As Generative AI (GenAI) technologies evolve at unprecedented speed, so do the challenges of understanding their functions, limitations, and potential. This study investigates how visual metaphors act as cognitive tools that make abstract GenAI concepts more accessible by linking them to familiar visual representations, allowing us to see the unseen. Grounded in conceptual metaphor theory (Lakoff & Johnson, 1980), dual-coding theory (Paivio, 1991), and visual literacy theory (Avgerinou & Pettersson, 2020), it examines how metaphors shape perceptions and subsequently the intended use of GenAI within educational and professional contexts.
Through a targeted review of recent academic literature (2021–2025), the study identifies the most prevalent metaphorical framings of GenAI and organizes them along a continuum from non-anthropomorphic to anthropomorphic representations. By mapping this spectrum, the resulting work highlights how metaphor selection influences the ways GenAI is conceptualized and discussed. The study results also informed a subsequent empirical, interdisciplinary inquiry (Karakitsou et al., 2025) that focused on examining faculty’s GenAI perceptions through visual metaphors and projective techniques.
According to Avgerinou and Pettersson (2011; 2020), visual literacy encompasses visual communication, language, learning, perception, and thinking. Within this framework, visual metaphors function as pivotal mediators that translate abstract concepts into tangible imagery, thereby facilitating meaning-making, comprehension, and engagement (Avgerinou, 2011; Reese & Bendito, 2003). Informed by dual-coding theory (Paivio, 1991) and the working memory model (Baddeley & Hitch, 1974), these metaphors enhance learning through the coordinated processing of verbal and visual information. In educational contexts, the intersection of visual literacy and metaphorical reasoning enables learners to interpret and navigate complex digital environments, positioning visual literacy as a foundational dimension of GenAI literacy, defined here, following Bozkurt et al. (2024), as the integrated knowledge, skills, and critical understanding required to engage with GenAI technologies effectively, ethically, and responsibly.

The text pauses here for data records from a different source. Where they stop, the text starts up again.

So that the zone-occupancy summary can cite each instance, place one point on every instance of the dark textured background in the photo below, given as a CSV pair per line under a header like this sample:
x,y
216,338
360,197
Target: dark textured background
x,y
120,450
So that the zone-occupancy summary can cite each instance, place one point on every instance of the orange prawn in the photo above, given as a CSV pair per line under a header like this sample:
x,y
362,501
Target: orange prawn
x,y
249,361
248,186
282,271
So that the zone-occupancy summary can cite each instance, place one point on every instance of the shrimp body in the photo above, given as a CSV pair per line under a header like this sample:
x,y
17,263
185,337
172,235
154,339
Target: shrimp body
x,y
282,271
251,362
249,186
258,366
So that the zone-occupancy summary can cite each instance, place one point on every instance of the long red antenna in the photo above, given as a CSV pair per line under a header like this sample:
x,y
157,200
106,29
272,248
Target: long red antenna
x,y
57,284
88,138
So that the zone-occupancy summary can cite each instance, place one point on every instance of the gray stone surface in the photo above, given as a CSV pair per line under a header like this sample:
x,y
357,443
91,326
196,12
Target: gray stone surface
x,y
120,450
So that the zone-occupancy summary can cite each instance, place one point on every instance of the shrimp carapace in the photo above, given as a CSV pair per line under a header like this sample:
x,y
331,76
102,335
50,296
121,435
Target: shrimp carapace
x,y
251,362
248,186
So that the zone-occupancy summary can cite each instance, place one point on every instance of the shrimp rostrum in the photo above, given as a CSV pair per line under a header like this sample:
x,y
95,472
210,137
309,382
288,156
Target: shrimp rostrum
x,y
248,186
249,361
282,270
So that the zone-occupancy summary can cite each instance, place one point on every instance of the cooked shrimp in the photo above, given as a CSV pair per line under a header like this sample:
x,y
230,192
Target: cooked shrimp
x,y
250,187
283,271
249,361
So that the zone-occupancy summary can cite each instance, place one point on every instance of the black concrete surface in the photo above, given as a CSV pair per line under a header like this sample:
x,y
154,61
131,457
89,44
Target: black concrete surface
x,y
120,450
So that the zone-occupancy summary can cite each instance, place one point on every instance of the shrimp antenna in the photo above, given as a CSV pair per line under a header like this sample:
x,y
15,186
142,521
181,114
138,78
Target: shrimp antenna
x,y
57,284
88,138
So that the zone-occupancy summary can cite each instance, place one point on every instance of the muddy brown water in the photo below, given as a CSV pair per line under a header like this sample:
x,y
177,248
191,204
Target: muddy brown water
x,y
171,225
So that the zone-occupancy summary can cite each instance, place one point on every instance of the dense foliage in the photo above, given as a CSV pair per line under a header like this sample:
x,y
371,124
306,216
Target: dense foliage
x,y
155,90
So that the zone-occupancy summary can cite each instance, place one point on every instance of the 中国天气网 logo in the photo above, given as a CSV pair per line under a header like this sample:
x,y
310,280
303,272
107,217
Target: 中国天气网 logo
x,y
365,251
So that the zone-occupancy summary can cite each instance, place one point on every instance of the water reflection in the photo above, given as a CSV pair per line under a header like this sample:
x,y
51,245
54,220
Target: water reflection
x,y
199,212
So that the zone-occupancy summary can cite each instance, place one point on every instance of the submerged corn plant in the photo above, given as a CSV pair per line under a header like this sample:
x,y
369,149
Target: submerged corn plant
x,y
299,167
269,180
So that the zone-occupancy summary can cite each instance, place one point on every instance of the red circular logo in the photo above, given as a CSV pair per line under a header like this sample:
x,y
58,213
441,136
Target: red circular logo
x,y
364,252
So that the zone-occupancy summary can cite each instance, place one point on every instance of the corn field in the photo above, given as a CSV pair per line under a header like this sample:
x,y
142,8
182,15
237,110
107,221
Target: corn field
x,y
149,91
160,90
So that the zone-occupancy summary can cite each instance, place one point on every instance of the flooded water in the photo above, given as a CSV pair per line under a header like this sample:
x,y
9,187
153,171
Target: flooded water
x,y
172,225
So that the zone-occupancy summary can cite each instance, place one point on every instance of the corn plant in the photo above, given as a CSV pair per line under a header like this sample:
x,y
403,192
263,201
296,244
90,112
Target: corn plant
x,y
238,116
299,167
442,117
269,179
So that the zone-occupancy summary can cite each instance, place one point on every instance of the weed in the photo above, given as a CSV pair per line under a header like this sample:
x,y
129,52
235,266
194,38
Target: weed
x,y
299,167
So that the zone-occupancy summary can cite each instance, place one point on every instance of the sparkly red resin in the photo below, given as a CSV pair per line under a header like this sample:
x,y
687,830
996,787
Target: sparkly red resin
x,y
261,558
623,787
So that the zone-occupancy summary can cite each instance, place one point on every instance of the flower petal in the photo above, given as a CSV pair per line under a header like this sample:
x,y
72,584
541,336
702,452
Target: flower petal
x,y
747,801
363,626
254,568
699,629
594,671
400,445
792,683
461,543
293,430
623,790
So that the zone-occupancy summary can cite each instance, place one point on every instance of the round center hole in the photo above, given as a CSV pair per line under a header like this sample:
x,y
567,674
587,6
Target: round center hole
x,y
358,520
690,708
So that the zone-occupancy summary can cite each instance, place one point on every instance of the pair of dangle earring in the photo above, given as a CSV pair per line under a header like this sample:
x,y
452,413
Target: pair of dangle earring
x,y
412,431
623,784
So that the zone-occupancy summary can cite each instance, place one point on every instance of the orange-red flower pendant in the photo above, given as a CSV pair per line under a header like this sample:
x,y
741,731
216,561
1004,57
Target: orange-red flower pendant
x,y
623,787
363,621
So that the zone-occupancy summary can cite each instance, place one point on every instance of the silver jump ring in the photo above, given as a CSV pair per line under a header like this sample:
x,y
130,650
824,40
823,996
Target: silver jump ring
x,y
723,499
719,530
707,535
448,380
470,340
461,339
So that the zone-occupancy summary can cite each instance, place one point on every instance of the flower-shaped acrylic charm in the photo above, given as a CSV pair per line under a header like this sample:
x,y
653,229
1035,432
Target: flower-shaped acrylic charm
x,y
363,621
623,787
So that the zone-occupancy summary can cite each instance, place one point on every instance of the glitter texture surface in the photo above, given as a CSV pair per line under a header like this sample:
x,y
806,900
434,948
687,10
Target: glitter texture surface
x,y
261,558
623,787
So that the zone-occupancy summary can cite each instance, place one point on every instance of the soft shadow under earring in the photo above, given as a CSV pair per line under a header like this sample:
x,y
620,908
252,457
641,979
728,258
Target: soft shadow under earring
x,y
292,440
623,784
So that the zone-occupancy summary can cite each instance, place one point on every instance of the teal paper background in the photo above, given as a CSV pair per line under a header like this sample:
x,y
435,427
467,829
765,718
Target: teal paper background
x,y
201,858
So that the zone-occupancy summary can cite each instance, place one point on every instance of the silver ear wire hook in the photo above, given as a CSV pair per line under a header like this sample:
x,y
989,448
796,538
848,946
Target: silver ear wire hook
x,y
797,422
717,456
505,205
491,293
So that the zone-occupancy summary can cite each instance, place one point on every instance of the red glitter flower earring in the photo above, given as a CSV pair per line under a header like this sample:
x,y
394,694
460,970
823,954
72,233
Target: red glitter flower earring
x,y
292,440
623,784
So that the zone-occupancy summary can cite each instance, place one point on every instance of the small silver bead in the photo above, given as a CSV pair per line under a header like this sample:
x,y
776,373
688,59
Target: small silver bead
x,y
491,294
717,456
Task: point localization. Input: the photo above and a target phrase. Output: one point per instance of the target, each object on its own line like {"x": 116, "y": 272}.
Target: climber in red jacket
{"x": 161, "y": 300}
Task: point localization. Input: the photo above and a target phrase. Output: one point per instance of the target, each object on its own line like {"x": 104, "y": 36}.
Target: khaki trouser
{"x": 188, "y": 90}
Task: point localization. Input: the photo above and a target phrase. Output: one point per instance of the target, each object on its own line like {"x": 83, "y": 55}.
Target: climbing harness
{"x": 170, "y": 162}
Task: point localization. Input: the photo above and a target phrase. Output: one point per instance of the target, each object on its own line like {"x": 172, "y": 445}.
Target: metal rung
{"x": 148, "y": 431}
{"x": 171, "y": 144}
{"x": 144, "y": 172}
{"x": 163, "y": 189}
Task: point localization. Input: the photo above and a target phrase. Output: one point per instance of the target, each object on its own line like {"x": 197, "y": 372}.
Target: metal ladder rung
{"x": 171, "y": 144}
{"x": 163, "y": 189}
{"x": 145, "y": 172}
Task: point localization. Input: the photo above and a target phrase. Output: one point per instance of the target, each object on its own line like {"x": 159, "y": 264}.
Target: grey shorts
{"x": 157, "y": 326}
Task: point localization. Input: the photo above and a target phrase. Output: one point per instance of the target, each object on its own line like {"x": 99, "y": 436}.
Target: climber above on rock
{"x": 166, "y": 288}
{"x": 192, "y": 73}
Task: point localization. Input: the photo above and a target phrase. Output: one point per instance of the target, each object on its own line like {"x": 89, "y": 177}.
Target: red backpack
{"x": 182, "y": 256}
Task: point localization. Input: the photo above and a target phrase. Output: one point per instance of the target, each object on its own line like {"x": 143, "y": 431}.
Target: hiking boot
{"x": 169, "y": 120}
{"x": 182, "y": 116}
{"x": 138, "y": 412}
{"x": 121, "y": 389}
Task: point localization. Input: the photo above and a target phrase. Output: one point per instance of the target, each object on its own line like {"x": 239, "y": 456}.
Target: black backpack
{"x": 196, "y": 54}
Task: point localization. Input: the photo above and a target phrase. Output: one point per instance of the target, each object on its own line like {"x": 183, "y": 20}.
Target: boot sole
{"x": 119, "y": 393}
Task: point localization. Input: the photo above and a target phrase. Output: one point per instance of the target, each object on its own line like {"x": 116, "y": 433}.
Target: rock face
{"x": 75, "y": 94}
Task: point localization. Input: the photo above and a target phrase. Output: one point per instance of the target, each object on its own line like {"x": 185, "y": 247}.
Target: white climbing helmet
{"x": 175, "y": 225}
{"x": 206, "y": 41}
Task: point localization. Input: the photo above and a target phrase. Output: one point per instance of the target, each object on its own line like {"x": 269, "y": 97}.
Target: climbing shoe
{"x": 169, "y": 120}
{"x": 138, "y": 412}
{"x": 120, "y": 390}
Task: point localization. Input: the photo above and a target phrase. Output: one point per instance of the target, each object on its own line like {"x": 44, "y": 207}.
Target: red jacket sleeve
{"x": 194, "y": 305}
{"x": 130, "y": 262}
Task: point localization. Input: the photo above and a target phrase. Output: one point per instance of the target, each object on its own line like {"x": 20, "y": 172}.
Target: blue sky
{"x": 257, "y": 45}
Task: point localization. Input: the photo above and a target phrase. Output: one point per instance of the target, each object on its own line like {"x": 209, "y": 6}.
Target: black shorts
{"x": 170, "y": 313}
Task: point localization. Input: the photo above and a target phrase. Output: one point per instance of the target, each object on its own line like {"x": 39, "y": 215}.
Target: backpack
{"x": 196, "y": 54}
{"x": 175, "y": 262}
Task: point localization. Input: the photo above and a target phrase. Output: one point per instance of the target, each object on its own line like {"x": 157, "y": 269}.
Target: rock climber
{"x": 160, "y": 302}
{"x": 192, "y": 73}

Metaphors have long played a vital role in educational technology by helping explain abstract or unfamiliar concepts through comparisons with familiar ideas (Rodriguez & Dimitrova, 2011). Typical examples, such as scaffolding in instructional design (Avgerinou, 2011) and ecosystems in EdTech (Weller, 2022), illustrate how analogy helps educators make sense of complex systems. Furthermore, Mason (2018) identifies metaphorical categories, including tools, journeys, and construction, each facilitating understanding of and communication about technology’s functions in education. Yet, as Weller (2022) cautions, overused analogies, such as "disruption," can frame technology in overly commercial or deterministic ways. More precise and context-sensitive metaphors, by contrast, enhance conceptual clarity and encourage informed decision-making. As GenAI becomes increasingly embedded in education, the metaphors used to describe it determine whether it is perceived as an empowering aid or as a challenge to traditional learning practices.
The current study emerged from the initial phase of a larger project that focused on the exploration of faculty perceptions and use of GenAI (Karakitsou et al., 2025). This first phase involved a targeted review of recent academic literature (2021–2025) that examined or employed metaphors to explain or frame GenAI. Searches were conducted in Scopus, Web of Science, and Google Scholar using terms such as Generative AI (GenAI), (visual) metaphor, (Gen)AI imagery, anthropomorphism, and education. Only peer-reviewed sources were included.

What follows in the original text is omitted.